Liputan6.com, Jakarta Amnesty International Indonesia menilai DPR RI gagal memahami prioritas dalam penyusunan Undang-Undang usai dicabutnya Rancangan Undang-Undang Penghapusan Kekerasan Seksual (RUU PKS) dari prolegnas.
Hal itu disampaikan Direktur Eksekutif Amnesty International Indonesia Usman Hamid, menanggapi l hasil rapat kerja Badan Legislasi (Baleg) DPR bersama Menkumham yang menyepakati dikeluarkannya RUU PKS dari Program Legislasi Nasional (Prolegnas) 2020.
Advertisement
"Perlindungan hukum bagi para penyintas kekerasan seksual sangatlah mendesak. Banyak korban masih enggan bersuara atau merasa terintimidasi karena relasi sosial atau relasi kekuasaan dengan si pelaku. RUU PKS memberi jaminan kepada mereka untuk tidak ragu lagi menyeret pelaku, siapapun dia, ke jalur hukum," kata Usman dalam keterangan, Sabtu (4/7/2020).
Dikeluarkannya RUU PKS dari Prolegnas, lanjut dia, menunjukkan wakil rakyat tidak sensitif terhadap isu perlindungan korban, dan telah gagal memahami kebutuhan rakyat.
"Rumusan definisi kekerasan seksual di peraturan perundang-undangan masih memuat banyak celah yang mendorong terjadinya ketiadaan hukuman atau impunitas pelaku kekerasan seksual," ucapnya.
Berdasar catatan Komnas Perempuan, Usman menyebut selama 12 tahun belakangan ini, kekerasan terhadap perempuan di Indonesia meningkat hampir 8 kali lipat.
Bahkan, pengaduan kasus kejahatan di dunia maya di tahun 2019, yang bentuk terbanyak adalah ancaman dan intimidasi penyebaran foto dan video porno korban, mencapai 281 kasus, naik 300 persen dari tahun sebelumnya.
"Karena itu, RUU PKS menjadi sangat penting untuk segera disahkan, bukan malah dikeluarkan dari daftar Prolegnas. Kami mendesak anggota dewan mencabut penarikan RUU ini dari Prolegnas," tandasnya.
Saksikan video pilihan di bawah ini:
RUU PKS Melindungi Kaum Perempuan
Rancangan Undang-Undang Pencegahan Kekerasan Seksual (RUU PKS) resmi terpental dari Prolegnas 2020.
Penarikan RUU tersebut disayangkan banyak pihak.
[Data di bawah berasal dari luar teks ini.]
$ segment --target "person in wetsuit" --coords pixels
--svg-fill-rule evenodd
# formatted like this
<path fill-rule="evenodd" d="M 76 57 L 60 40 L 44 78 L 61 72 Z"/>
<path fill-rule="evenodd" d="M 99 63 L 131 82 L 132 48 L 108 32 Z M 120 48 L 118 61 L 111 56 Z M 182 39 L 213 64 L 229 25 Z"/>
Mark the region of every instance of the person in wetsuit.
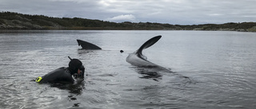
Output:
<path fill-rule="evenodd" d="M 70 57 L 69 57 L 70 58 Z M 74 80 L 72 76 L 77 77 L 84 77 L 85 68 L 82 63 L 78 59 L 71 59 L 69 67 L 62 67 L 55 69 L 48 74 L 38 77 L 36 82 L 40 84 L 45 83 L 70 83 L 73 84 Z"/>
Salah satunya dari politikus Golkar, Nurul Arifin yang menyatakan RUU itu dibutuhkan terlebih untuk melindungi perempuan membutuhkan payung hukum.
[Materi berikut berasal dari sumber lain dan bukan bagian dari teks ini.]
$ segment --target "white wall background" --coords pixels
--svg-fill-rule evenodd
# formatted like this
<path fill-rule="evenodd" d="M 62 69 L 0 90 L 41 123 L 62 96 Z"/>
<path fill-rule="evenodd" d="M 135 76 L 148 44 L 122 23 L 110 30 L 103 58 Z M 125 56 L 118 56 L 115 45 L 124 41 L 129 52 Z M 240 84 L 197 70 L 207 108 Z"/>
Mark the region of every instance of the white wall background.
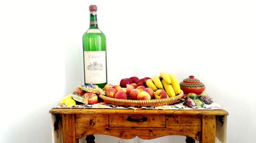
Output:
<path fill-rule="evenodd" d="M 256 142 L 256 3 L 249 0 L 1 1 L 0 142 L 51 142 L 49 111 L 83 83 L 91 4 L 107 38 L 109 83 L 162 71 L 180 81 L 194 75 L 229 111 L 228 142 Z"/>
"Kami tetap mendukung untuk dibahas RUU PKS ini, dalam masa sekarang ataupun yang berikutnya. Kami merasa RUU PKS penting (melindungi) kami perempuan," ujarnya dalam rapat Baleg, Kamis 2 Juli 2020.
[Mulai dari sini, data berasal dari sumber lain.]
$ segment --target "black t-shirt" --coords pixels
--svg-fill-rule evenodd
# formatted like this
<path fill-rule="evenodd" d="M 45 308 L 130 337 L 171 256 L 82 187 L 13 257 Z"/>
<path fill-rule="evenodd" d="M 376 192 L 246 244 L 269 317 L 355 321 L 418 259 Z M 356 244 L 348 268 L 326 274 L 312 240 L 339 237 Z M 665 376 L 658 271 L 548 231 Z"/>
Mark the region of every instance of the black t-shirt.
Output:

Fraksi NasDem juga menjadi salah satu yang menolak RUU itu ditarik. Ketua Kelompok Fraksi (Kapoksi) NasDem di Badan Legislasi (Baleg) DPR, Taufik Basari mengatakan, perjuangan terhadap RUU PKS adalah wujud dukungan terhadap para korban kekerasan seksual.
"Kejahatan ini harus dihentikan, korban kekerasan seksual mesti mendapat perlindungan dan masyarakat mesti disadarkan pentingnya bersama-sama mencegah kekerasan seksual terjadi di sekitar kita," tegas Taufik.
Namun, berbagai protes agar RUU PKS tetap bertahan dalam Prolegnas tidak mengubah keputusan Pemerintah dan Baleg untuk menarik rancangan itu.
Ada beberapa poin mengapa RUU PKS dianggap patut disahkan menjadi undang-undang. Pertama, berdasarkan Pasal 11 RUU PKS, terdapat sembilan jenis kekerasan seksual.
"Pelecehan seksual, eksploitasi seksual, pemaksaan kontrasepsi, pemaksaan aborsi, perkosaan, pemaksaan perkawinan, pemaksaan pelacuran, perbudakan seksual dan penyiksaan seksual," demikian kutipan Pasal 11.